Sharemax and directors schemed to defraud public, says Fais ombud
May 24 2013 at 08:00am
By Roy Cokayne
SHAREMAX Investments, its network of financial advisers and four of its directors – Gert Goosen, Willie Botha, Dominique Haese and AndrĂ© Brand – were involved “in a scheme calculated to defraud members of the public”, financial advisory and intermediary services (Fais) ombud Noluntu Bam said yesterday.
Bam reached this conclusion in her latest determination on a complaint lodged by a 73-year-old female pensioner from Heidelberg in the Western Cape against financial adviser Edward Carter-Smith after investing R490 000 in the Zambezi Retail Park on Carter-Smith’s advice.
Sharemax promoted and marketed the Zambezi Retail Park property syndication.
Bam ordered Carter-Smith, Sharemax Investments, FSP Network (a network of brokers set up to market Sharemax schemes), Goosen, Botha, Haese and Brand jointly and severally to repay the complainant.
Carter-Smith complained that he had been misled by the directors of Sharemax and called them “liars”.
In an earlier determination Bam said Sharemax was “nothing more than a Ponzi scheme” in which investors were paid interest out of their own funds.
Business Report confirmed in October last year that the Hawks were investigating allegations that Sharemax committed fraud and operated a pyramid or Ponzi scheme.
About 40 000 people invested about R4.5 billion in the various schemes promoted and marketed by Sharemax.
It defaulted on monthly payments to investors in August 2010 when a decision by the registrar of banks that Sharemax’s funding model contravened the Banks Act became public knowledge.
ACT Audit Solution told the ombud that it had concluded after seeking a legal opinion that the transfer of investor funds from the trust account of Sharemax attorneys Weavind & Weavind to the investment property companies in The Villa and Zambezi schemes, prior to the registration of transfer of the property to investment property companies, “may constitute a reportable irregularity on a proper interpretation of the prospectuses”.
However, Sharemax directors claimed no reportable irregularity occurred because a bona fide “copy and paste” mistake had occurred during the drafting of the prospectuses.
Bam said this claim by the directors of Sharemax was “disingenuous and against the probabilities”.
She said her office was in possession of promotional pamphlets produced and distributed by Sharemax in 2010 that also stated investors’ funds would be paid into the trust account of Weavind & Weavind attorneys until the property was ready for transfer into the investors’ names.
Bam said Sharemax, FSP Network and the four Sharemax directors on their own version knew at the time of producing this pamphlet that they were “wilfully and deliberately misleading members of the public” because of the “cut and paste error” and the prospectus was subject to rectification.

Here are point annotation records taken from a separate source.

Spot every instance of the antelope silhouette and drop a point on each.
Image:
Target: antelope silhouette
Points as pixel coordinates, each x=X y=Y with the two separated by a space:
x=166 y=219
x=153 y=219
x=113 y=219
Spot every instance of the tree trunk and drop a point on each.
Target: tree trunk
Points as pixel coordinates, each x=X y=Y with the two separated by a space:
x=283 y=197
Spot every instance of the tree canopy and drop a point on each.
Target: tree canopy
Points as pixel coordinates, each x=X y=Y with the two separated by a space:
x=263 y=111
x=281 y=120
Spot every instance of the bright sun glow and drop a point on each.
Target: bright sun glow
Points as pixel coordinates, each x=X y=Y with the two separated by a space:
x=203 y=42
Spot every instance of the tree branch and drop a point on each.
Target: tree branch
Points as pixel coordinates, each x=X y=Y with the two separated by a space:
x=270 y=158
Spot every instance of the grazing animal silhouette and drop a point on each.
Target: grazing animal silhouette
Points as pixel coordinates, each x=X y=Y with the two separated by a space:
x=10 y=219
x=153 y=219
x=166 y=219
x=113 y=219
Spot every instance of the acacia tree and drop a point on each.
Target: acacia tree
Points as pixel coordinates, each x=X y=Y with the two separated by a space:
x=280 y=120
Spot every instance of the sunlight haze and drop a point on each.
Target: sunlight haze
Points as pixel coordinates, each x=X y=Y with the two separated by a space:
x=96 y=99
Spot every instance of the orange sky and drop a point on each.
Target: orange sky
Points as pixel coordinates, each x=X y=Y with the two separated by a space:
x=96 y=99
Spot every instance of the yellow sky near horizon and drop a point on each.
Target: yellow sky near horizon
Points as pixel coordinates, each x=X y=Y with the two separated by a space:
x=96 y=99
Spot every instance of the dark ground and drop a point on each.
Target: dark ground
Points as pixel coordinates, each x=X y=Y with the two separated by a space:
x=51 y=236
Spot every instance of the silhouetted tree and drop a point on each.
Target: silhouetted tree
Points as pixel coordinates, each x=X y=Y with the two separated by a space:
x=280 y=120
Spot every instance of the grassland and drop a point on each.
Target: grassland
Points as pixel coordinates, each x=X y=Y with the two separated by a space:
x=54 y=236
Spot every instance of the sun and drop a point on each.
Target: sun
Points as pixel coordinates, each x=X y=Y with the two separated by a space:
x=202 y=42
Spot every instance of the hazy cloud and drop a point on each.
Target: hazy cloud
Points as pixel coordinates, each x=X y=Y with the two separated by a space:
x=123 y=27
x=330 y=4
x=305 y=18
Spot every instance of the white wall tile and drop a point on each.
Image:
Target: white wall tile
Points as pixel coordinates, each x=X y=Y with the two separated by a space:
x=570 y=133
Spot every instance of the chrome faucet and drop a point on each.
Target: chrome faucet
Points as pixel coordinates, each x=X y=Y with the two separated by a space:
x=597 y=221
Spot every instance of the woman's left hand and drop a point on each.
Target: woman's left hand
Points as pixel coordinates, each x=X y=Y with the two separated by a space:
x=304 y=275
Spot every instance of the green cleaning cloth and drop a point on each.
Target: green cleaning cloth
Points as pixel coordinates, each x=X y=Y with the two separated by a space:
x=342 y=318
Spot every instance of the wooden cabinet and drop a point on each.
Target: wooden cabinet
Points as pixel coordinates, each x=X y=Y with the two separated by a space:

They failed to explain why this “error” was only discovered after the Reserve Bank intervened in 2010 and after the scheme had already collapsed. They also failed to explain why Weavind & Weavind, which allegedly made the mistake, did not file any papers or correspondence in support of the “cut and paste error” version.
Bam said Weavind & Weavind had further failed to explain why it did not inform investors there was an error before it started paying the funds out of its trust account.
She said Weavind & Weavind had never supported the notion of an error in the prospectus. The law firm was of the opinion that the government notice on property syndications did not apply to this scheme and it was therefore not illegal to pay the money from the trust.
Letters sent to each investor by Sharemax, acknowledging the investment and stating that their investment had been deposited into Weavind & Weavind’s trust account, and kept there until the investment amount was processed and the property was transferred, were “equally untrue and misleading” because on Sharemax’s version this was a mistake.
Bam said these letters of confirmation were still being written to investors after the “mistake” was discovered.
“The only reasonable conclusion to be drawn… is that the second to seventh respondents [Sharemax, FSP Network and the four Sharemax directors] were involved in a scheme calculated to defraud members of the public,” she said.